Lewy Body Dementia (LBD) usually occurs sporadically in people with no known family history of the disease. However, rare familial cases have occasionally been reported. In LBD, cells die in the brain's cortex, or outer layer, and in a part of the mid-brain called the substantia nigra which plays an important role in movement, learning, reward-seeking and addiction.

Many of the remaining nerve cells in the substantia nigra contain abnormal structures called Lewy bodies that are the hallmark of the disease. Lewy bodies may also appear in the brain's cortex, or outer layer.

Lewy bodies contain a protein called alpha-synuclein that has been linked to Parkinson's disease and several other disorders. Researchers, who sometimes refer to these disorders collectively as "synucleinopathies," do not yet know why this protein accumulates inside nerve cells in LBD.

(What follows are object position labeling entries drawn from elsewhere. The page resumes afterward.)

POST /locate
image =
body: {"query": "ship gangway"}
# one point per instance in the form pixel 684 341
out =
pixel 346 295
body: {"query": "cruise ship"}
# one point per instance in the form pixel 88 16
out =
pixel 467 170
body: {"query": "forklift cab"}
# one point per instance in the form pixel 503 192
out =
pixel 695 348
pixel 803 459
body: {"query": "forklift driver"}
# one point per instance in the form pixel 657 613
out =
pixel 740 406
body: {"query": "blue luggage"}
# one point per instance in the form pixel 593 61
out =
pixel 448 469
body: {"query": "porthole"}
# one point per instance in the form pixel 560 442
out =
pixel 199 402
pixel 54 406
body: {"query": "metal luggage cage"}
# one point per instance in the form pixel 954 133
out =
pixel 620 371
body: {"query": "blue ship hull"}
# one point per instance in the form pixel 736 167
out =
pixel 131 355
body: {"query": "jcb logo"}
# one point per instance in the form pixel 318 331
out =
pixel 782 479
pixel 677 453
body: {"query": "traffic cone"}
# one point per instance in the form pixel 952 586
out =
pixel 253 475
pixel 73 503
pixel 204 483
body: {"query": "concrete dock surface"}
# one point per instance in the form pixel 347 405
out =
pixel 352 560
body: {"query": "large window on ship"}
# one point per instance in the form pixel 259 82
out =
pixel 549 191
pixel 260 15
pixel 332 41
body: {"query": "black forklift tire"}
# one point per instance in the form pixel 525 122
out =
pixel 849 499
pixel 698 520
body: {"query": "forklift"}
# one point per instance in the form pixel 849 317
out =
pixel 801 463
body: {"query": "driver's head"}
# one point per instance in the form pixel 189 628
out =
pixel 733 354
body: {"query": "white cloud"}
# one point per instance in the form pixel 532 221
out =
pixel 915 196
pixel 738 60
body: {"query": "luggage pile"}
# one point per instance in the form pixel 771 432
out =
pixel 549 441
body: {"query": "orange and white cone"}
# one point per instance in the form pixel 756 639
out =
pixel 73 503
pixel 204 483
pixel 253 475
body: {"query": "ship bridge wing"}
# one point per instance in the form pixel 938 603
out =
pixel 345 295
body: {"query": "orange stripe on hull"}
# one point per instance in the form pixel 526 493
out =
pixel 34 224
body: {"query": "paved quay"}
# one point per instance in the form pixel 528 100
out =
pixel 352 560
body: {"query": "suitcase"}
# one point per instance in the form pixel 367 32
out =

Symptoms of Lewy Body Dementia

The symptoms of LBD overlap with AD in many ways, and may include memory impairment, poor judgment and confusion. However, LBD typically also includes visual hallucinations, parkinsonian symptoms such as a shuffling gait and flexed posture, and day-to-day fluctuations in the severity of symptoms. People with LBD live an average of 7 years after symptoms begin.

There is no cure for LBD, and treatments are aimed at controlling the parkinsonian and psychiatric symptoms of the disorder. People sometimes respond dramatically to treatment with antiparkinsonian drugs and/or cholinesterase inhibitors, such as those used for AD. Some studies indicate that neuroleptic drugs, such as clozapine and olanzapine, also can reduce the psychiatric symptoms of this disease. But neuroleptic drugs may cause severe adverse reactions, so other therapies should be tried first and people using these drugs should be closely monitored.

Lewy bodies are often found in the brains of people with Parkinson's disease and AD. These findings suggest that either LBD is related to these other disorders or that the diseases sometimes coexist in the same person.

Frontotemporal Dementia (FTD)

Sometimes called frontal lobe dementia, FTD describes a group of diseases characterized by degeneration of nerve cells—especially those in the frontal and temporal lobes of the brain. Unlike AD, FTD usually does not include the formation of amyloid plaques. In many people with FTD, there is an abnormal form of tau protein in the brain, which accumulates into neurofibrillary tangles. This disrupts normal cell activities and may cause the cells to die.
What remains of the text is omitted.